Il cavaliere, una delle figure mitiche del medioevo letterario e cinematografico: alto sul suo destriero, racchiuso nell’impenetrabile armatura pesante, riconoscibile solo per il cromatismo vivace delle insegne.
Nell’immaginario collettivo esso appare inginocchiato dinanzi al sovrano mentre con la bendizione della Chiesa riceve l’investitura, e poi lanciato al galoppo in difesa della Fede e dei deboli…
In questo caso, il suo sovrano è il Cielo.

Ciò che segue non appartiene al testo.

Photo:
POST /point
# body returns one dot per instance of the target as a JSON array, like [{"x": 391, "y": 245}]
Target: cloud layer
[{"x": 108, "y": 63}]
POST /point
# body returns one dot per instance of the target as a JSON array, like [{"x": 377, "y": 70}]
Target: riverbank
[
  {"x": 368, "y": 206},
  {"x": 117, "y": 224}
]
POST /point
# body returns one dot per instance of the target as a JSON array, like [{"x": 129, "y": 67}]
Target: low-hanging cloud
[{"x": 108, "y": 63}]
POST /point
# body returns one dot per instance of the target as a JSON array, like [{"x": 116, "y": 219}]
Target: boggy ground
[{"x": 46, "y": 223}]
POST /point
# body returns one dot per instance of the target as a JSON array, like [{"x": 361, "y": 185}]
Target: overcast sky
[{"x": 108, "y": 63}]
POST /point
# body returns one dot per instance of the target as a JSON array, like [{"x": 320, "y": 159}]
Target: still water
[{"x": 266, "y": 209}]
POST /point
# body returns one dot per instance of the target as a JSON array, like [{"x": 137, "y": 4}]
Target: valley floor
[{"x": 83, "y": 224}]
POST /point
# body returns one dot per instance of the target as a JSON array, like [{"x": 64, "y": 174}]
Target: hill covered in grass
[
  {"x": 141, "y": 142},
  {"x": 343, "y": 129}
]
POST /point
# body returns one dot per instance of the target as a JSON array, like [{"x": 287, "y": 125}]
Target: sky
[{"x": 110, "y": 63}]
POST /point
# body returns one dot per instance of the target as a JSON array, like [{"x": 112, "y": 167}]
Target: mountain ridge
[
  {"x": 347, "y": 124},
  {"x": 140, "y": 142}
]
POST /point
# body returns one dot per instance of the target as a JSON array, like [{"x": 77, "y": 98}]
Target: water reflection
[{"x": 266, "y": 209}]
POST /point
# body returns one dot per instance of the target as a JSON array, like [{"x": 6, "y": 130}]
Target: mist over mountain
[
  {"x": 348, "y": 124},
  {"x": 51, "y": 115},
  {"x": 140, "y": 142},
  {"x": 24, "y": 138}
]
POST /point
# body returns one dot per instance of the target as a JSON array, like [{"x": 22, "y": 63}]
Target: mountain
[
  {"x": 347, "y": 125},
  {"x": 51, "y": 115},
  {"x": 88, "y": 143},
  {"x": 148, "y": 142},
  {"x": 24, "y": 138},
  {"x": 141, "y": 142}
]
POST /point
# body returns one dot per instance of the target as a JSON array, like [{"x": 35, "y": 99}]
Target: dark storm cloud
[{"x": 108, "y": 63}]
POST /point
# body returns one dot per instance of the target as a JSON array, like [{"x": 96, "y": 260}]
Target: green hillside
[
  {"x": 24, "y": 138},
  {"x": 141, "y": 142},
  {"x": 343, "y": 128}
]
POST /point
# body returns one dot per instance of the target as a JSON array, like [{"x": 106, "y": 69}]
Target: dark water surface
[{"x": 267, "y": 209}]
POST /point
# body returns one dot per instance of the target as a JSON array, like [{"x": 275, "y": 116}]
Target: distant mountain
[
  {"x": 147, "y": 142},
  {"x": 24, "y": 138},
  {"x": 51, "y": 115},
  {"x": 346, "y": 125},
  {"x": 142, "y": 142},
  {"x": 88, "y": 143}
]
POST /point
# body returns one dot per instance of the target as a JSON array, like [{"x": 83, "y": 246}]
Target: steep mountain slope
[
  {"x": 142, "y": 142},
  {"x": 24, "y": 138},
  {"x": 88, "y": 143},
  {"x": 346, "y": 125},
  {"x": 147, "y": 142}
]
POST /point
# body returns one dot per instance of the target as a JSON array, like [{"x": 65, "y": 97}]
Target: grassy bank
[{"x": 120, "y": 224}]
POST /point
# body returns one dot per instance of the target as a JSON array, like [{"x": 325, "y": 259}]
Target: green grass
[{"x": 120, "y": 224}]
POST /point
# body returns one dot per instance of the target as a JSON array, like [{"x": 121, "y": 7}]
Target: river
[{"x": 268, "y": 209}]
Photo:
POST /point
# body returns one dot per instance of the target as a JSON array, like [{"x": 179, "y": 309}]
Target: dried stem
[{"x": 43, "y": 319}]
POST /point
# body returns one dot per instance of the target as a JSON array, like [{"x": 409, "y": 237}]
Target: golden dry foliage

Il cavaliere è uno strumento della volontà divina, vera protagonista della composizione, ma anche di ogni percorso umano che non conosce lo scopo per cui è chiamato nel suo viaggio della Vita.
La cavalleria nasce come professione, derivando direttamente dall’usanza germanica del capo-tribù di circondarsi dei guerrieri più forti e valorosi; quando i capotribù si stanziano nelle terre d’Europa e si trasformano in re, ecco che allora questi “comites” – compagni, d’arme e d’avventure – si trasformano nelle varie “Tavole Rotonde” o compagnie di “Paladini” esaltate dalla letteratura successiva.
Chi sono i “cavalieri”?
Gli storici a questo punto si pongono un problema fondamentale: a quali persone è realmente possibile svolgere “il mestiere delle armi”?
L’immaginario collettivo vuole il cavaliere come appartenente alla “nobiltà”. Ma il concetto di nobiltà, inteso come discendenza di sangue e appartenenza ad un casato di antica origine, è di gran lunga successivo rispetto all’epoca che stiamo esaminando; la società del X secolo è dominata da un’aristocrazia guerriera che a volte si fregia del termine “nobile”, inteso come aggettivo che indica, in vario grado, una predisposizione d’animo piuttosto che un rango sociale.